It is Nazi Germany, 1942. The Russian Front has bogged down in snow and mud, and the Americans have entered the war. For the first time, defeat is a possibility. In light of this, fifteen high-ranking members from all areas of the Nazi government – soldiers, economists, administrators and lawyers – are brought together by order of the Fuhrer in a luxurious mansion in Wansee, Berlin. No records of their meeting will be kept, and they will not reveal the substance of their discussion to the outside world. The issue before them is to determine a solution – a final solution – to the Jewish problem. And their solution will lead to one of the most horrific and shameful episodes in human history. —IMDb
A former Time magazine correspondent, Frank Pierson began his screen career as a story editor (and later producer-director) on the popular CBS TV series “Have Gun Will Travel” in the early 1960s. He also wrote for “Studio One”, “Alcoa Goodyear Theater”, “Route 66” and “Naked City” during the so-called ‘Golden Age of Television’.

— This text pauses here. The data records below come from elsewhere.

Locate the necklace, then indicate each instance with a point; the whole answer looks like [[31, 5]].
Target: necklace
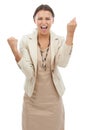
[[44, 57]]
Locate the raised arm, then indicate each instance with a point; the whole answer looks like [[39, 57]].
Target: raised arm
[[71, 26]]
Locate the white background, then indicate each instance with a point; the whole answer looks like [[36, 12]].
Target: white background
[[16, 20]]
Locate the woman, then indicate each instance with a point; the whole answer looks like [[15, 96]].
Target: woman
[[40, 55]]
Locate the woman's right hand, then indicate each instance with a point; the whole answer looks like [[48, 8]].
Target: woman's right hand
[[13, 45]]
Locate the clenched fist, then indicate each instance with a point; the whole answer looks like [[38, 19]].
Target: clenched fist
[[13, 45], [71, 26]]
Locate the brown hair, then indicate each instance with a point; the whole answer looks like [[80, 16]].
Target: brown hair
[[43, 7]]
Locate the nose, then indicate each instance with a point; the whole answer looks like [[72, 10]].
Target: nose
[[43, 21]]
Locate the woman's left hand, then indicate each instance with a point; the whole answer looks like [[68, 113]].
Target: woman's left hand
[[71, 26]]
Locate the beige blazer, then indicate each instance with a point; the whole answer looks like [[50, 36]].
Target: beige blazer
[[60, 54]]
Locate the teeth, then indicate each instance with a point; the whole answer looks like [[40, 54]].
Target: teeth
[[44, 27]]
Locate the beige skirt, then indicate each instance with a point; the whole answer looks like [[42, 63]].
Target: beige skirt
[[44, 110]]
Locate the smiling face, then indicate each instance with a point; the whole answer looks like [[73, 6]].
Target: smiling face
[[44, 21]]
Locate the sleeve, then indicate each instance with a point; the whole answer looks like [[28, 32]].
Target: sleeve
[[63, 53], [25, 64]]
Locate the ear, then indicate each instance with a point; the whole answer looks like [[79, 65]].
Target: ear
[[52, 20]]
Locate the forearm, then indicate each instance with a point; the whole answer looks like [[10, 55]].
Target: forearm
[[17, 55], [69, 39]]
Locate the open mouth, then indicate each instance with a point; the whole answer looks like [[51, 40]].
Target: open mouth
[[44, 27]]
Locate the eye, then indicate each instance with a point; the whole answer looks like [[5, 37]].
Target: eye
[[48, 18], [40, 18]]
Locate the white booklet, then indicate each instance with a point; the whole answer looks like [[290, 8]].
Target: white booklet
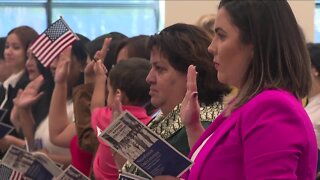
[[36, 167], [144, 148], [71, 173]]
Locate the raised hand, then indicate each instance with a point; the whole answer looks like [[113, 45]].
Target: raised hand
[[27, 97], [190, 109], [116, 106], [101, 54], [89, 76], [62, 71]]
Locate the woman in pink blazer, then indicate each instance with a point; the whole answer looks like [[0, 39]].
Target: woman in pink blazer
[[264, 133]]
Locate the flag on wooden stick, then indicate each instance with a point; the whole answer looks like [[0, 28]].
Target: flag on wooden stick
[[52, 42]]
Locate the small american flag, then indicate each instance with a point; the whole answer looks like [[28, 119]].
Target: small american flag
[[7, 173], [52, 42]]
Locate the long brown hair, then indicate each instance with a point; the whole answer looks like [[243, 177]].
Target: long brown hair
[[280, 59]]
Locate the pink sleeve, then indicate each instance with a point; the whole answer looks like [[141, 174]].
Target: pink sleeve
[[271, 142], [96, 114]]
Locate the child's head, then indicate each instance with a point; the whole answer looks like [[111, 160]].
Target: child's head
[[129, 78]]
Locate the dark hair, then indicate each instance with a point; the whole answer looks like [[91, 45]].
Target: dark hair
[[129, 76], [314, 52], [26, 35], [183, 45], [137, 46], [47, 88], [79, 50], [280, 57], [2, 46], [97, 43]]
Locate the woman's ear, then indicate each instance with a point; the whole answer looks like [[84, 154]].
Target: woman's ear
[[124, 98]]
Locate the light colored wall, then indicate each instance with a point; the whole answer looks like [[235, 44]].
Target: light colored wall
[[188, 11]]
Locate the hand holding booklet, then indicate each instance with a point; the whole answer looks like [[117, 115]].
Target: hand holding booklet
[[144, 148]]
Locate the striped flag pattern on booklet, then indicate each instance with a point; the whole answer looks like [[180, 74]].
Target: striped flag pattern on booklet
[[9, 173], [52, 42]]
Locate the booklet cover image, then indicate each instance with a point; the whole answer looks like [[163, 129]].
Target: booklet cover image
[[142, 147]]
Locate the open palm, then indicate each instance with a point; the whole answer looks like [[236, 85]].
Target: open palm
[[190, 108], [27, 97]]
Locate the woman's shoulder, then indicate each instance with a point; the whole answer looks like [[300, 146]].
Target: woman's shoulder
[[276, 97]]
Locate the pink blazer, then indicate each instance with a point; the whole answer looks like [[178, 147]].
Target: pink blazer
[[270, 137]]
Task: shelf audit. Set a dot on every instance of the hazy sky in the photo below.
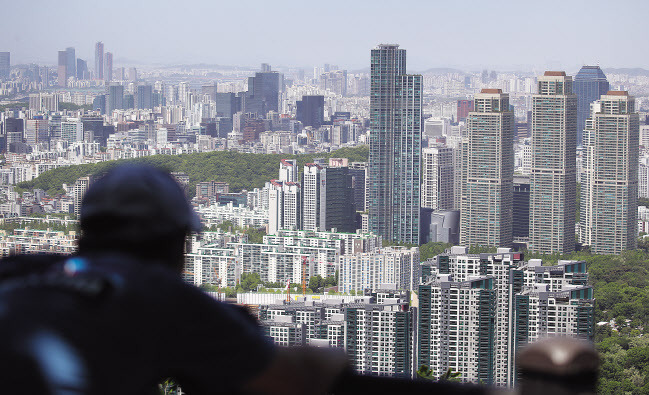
(470, 34)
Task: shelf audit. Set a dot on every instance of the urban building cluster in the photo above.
(474, 159)
(469, 313)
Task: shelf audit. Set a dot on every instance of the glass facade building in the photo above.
(395, 146)
(590, 83)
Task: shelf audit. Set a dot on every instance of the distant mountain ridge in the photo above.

Pierson’s first feature screenplay as co-writer was for “Cat Ballou” (1965) which earned him an Oscar nomination, and he won the award for his finely observed solo script for Sidney Lumet’s “Dog Day Afternoon” (1975). Other collaborations includes the classic individual-against-the-unjust-prison-system drama, “Cool Hand Luke” (1967, which also netted him an Oscar nod), as well as adaptations of Scott Turow’s bestseller “Presumed Innocent” (1990) and Bobbie Ann Mason’s novel “In Country” (1989).